Her walk had given her a fine colour, and she looked so much a personage that no disguise could have been wholly effective.

The dining-rooms, frescoed with conventional Italian scenes, were built round a court. The orchestra was playing as we entered and selected our table. It was not a bad orchestra, and we were no sooner seated than the first violin began to speak, to assert itself, as if it were suddenly done with mediocrity.

"We have been recognized," Cressida said complacently. "What a good tone he has, quite unusual. What does he look like?" She sat with her back to the musicians.

The violinist was standing, directing his men with his head and with the beak of his violin. He was a tall, gaunt young man, big-boned and rugged, in skin-tight clothes. His high forehead had a kind of luminous pallour, and his hair was jet black and somewhat stringy. His manner was excited and dramatic. At the end of the number he acknowledged the applause, and Cressida looked at him graciously over her shoulder. He swept her with a brilliant glance and bowed again. Then I noticed his red lips and thick black eyebrows.

"He looks as if he were poor or in trouble," Cressida said. "See how short his sleeves are, and how he mops his face as if the least thing upset him. This is a hard winter for musicians."

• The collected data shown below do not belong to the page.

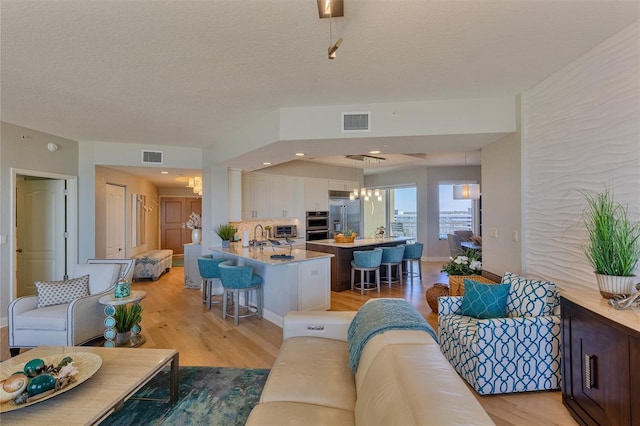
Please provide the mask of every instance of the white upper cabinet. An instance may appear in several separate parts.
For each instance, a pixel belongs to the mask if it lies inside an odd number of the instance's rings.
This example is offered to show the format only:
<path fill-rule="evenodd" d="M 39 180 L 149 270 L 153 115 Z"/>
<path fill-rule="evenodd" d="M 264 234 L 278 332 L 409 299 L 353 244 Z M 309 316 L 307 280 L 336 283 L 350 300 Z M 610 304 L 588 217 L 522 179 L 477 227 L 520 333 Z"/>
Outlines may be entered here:
<path fill-rule="evenodd" d="M 242 170 L 228 169 L 229 221 L 242 220 Z"/>
<path fill-rule="evenodd" d="M 269 197 L 271 201 L 271 217 L 300 217 L 300 178 L 289 176 L 271 176 L 269 178 Z"/>
<path fill-rule="evenodd" d="M 247 173 L 242 176 L 242 217 L 269 217 L 269 179 L 265 175 Z"/>
<path fill-rule="evenodd" d="M 350 180 L 329 180 L 329 190 L 330 191 L 353 191 L 355 188 L 359 188 L 360 184 L 358 182 L 350 181 Z"/>
<path fill-rule="evenodd" d="M 242 177 L 242 218 L 304 218 L 302 178 L 245 173 Z"/>
<path fill-rule="evenodd" d="M 329 210 L 329 181 L 306 178 L 304 180 L 304 209 L 306 211 Z"/>

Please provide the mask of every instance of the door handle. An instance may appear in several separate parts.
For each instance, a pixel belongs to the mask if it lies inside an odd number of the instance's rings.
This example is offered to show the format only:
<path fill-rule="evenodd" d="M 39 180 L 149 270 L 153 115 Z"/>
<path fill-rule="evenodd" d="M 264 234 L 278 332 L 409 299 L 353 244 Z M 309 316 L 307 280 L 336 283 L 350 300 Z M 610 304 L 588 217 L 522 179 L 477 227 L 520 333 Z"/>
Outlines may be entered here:
<path fill-rule="evenodd" d="M 593 355 L 584 355 L 584 387 L 587 389 L 596 388 L 596 357 Z"/>
<path fill-rule="evenodd" d="M 22 253 L 22 249 L 17 249 L 16 253 Z"/>

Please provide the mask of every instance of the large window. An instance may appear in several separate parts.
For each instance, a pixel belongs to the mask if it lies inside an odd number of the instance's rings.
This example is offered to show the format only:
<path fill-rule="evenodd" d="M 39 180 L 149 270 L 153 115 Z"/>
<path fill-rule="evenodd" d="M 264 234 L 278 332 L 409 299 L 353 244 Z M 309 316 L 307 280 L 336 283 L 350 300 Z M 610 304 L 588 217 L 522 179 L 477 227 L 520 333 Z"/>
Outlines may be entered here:
<path fill-rule="evenodd" d="M 440 231 L 439 238 L 447 239 L 447 234 L 453 231 L 474 230 L 474 201 L 454 200 L 453 184 L 439 186 L 440 200 Z"/>
<path fill-rule="evenodd" d="M 416 237 L 416 187 L 380 189 L 381 200 L 371 197 L 365 201 L 364 236 L 373 237 L 378 226 L 384 226 L 386 235 Z"/>

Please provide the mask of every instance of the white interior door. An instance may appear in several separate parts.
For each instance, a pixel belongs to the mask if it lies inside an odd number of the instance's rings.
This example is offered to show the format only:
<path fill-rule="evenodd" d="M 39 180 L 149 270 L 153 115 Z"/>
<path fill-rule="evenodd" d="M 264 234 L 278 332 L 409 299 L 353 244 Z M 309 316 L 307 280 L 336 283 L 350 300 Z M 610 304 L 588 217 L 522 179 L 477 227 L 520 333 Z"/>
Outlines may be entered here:
<path fill-rule="evenodd" d="M 124 259 L 125 189 L 107 184 L 107 259 Z"/>
<path fill-rule="evenodd" d="M 36 294 L 35 281 L 65 274 L 63 180 L 16 182 L 17 296 Z"/>

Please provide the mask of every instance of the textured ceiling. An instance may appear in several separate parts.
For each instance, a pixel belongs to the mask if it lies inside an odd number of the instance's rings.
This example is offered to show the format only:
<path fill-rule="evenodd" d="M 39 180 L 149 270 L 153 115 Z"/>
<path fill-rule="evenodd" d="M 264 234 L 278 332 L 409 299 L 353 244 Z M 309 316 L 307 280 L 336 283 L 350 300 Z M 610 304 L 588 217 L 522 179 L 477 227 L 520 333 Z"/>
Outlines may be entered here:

The violinist rummaged among some music piled on a chair, turning over the sheets with flurried rapidity, as if he were searching for a lost article of which he was in desperate need. Presently he placed some sheets upon the piano and began vehemently to explain something to the pianist. The pianist stared at the music doubtfully — he was a plump old man with a rosy, bald crown, and his shiny linen and neat tie made him look as if he were on his way to a party. The violinist bent over him, suggesting rhythms with his shoulders and running his bony finger up and down the pages. When he stepped back to his place, I noticed that the other players sat at ease, without raising their instruments.

"He is going to try something unusual," I commented. "It looks as if it might be manuscript."

It was something, at all events, that neither of us had heard before, though it was very much in the manner of the later Russian composers who were just beginning to be heard in New York. The young man made a brilliant dash of it, despite a lagging, scrambling accompaniment by the conservative pianist. This time we both applauded him vigorously and again, as he bowed, he swept us with his eye.

The usual repertory of restaurant music followed, varied by a charming bit from Massenet's "Manon," then little known in this country. After we paid our check, Cressida took out one of her visiting cards and wrote across the top of it: "We thank you for the unusual music and the pleasure your playing has given us." She folded the card in the middle, and asked the waiter to give it to the director of the orchestra. Pausing at the door, while the porter dashed out to call a cab, we saw, in the wall mirror, a pair of wild black eyes following us quite despairingly from behind the palms at the other end of the room. Cressida observed as we went out that the young man was probably having a hard struggle. "He never got those clothes here, surely. They were probably made by a country tailor in some little town in Austria. He seemed wild enough to grab at anything, and was trying to make himself heard above the dishes, poor fellow. There are so many like him. I wish I could help them all! I didn't quite have the courage to send him money. His smile, when he bowed to us, was not that of one who would take it, do you think?"

"No," I admitted, "it wasn't. He seemed to be pleading for recognition.